Giornalista amato e detestato, innovatore e, perché no, genio del mezzo, Costanzo è morto oggi all’età di 84 anni. Lascia un’eredità ricchissima, epigoni spesso non all’altezza e un patrimonio televisivo che ha pochi eguali (interviste, speciali, scoop). Ma Costanzo, infaticabile e onnivoro, è stato anche scrittore, autore radiofonico, commediografo, paroliere (il capolavoro Se telefonando, con le musiche di Ennio Morricone e l’interpretazione di Mina) e uomo di cinema. Non solo come “divulgatore” e amico (Federico Fellini, Alberto Sordi, Vittorio Gassman su tutti), ma anche sceneggiatore, attore di sit com e, in un’occasione, regista.
Nel 1977, Costanzo ha diretto un film abbastanza bizzarro, Melodrammore – E vissero felici e contenti, una stravaganza che trabocca di amore per il cinema. Siamo negli anni della rivalutazione delle storie strappalacrime di Raffaello Matarazzo e Costanzo scrive (con il protagonista Enrico Montesano e Claudio Masenza, su soggetto di quest’ultimo con Giorgio Basile e Enrico Lucherini) una commedia metacinematografica in cui un attore, dovendo interpretare un revival di quei film, chiede consigli alla star del genere, Amedeo Nazzari. Non un gran film, ma un curioso giochino intellettuale.
Costanzo, che tra il 1984 e il 1986, diventa star delle sit com di Canale 5, prima con Orazio e poi con Ovidio, ha frequentato il cinema soprattutto come sceneggiatore. Sono ben sette le collaborazioni con Pupi Avati, cinque per il grande schermo e due per il piccolo: affianca il regista nelle estrose divergenze Bordella e Tutti defunti… tranne i morti e soprattutto contribuisce all’invenzione del gotico padano con La casa delle finestre che ridono.
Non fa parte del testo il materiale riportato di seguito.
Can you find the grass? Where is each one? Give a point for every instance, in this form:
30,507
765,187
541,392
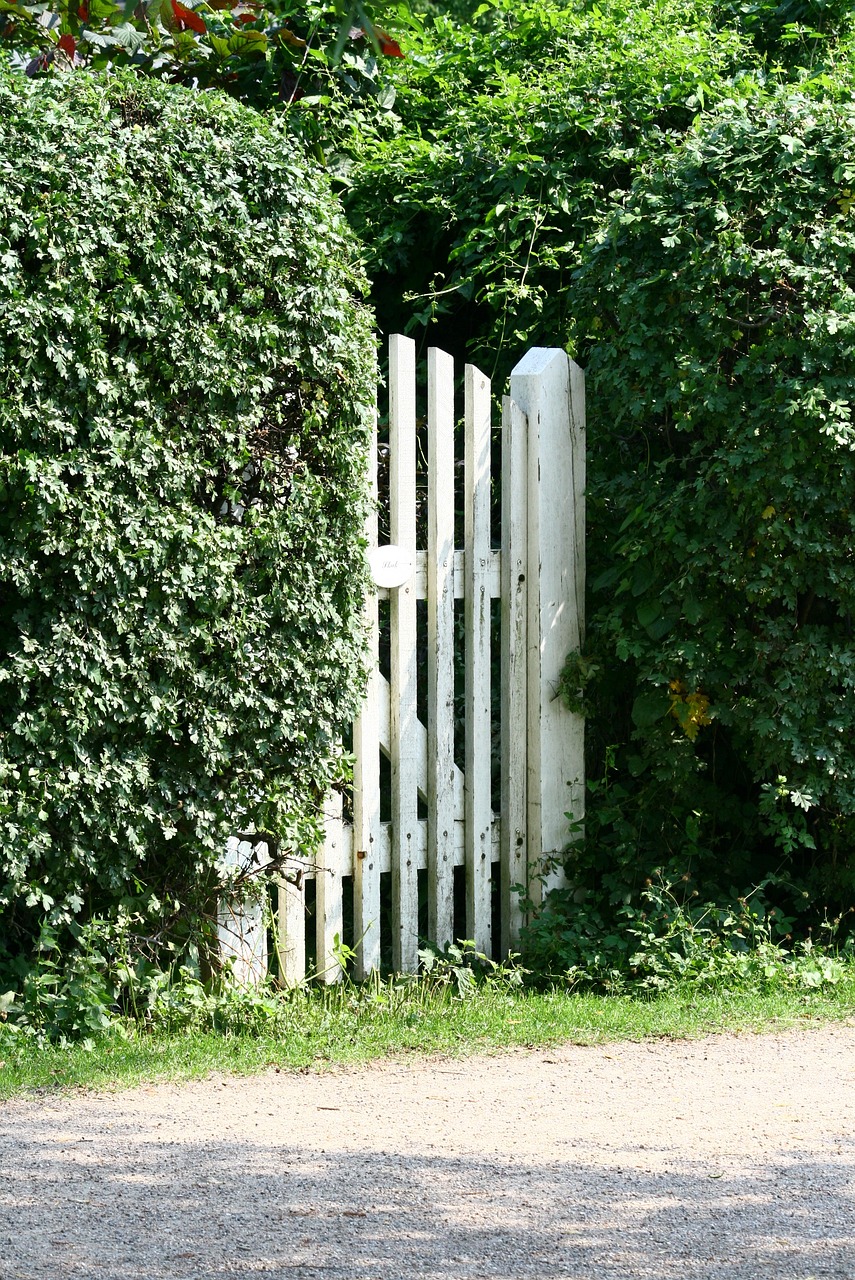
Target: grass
320,1029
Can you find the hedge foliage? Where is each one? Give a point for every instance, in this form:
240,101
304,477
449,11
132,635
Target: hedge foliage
718,321
184,371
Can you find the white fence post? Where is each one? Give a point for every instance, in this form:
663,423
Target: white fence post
513,670
476,613
549,389
405,777
440,648
366,773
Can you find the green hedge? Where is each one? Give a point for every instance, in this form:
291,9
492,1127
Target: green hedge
184,375
717,321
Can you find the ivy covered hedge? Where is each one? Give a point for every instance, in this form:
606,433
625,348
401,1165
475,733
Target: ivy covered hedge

Ma forse il credito più rilevante, tra commedie poco memorabili (Culastrisce nobile veneziano di Flavio Mogherini, L’altra metà del cielo di Franco Rossi) e tardi mélo (Per sempre di Alessandro Di Robilant), è Una giornata particolare: c’è anche la sua firma, accanto a quella del regista Ettore Scola e di Ruggero Maccari, sul soggetto di quell’indimenticabile capolavoro.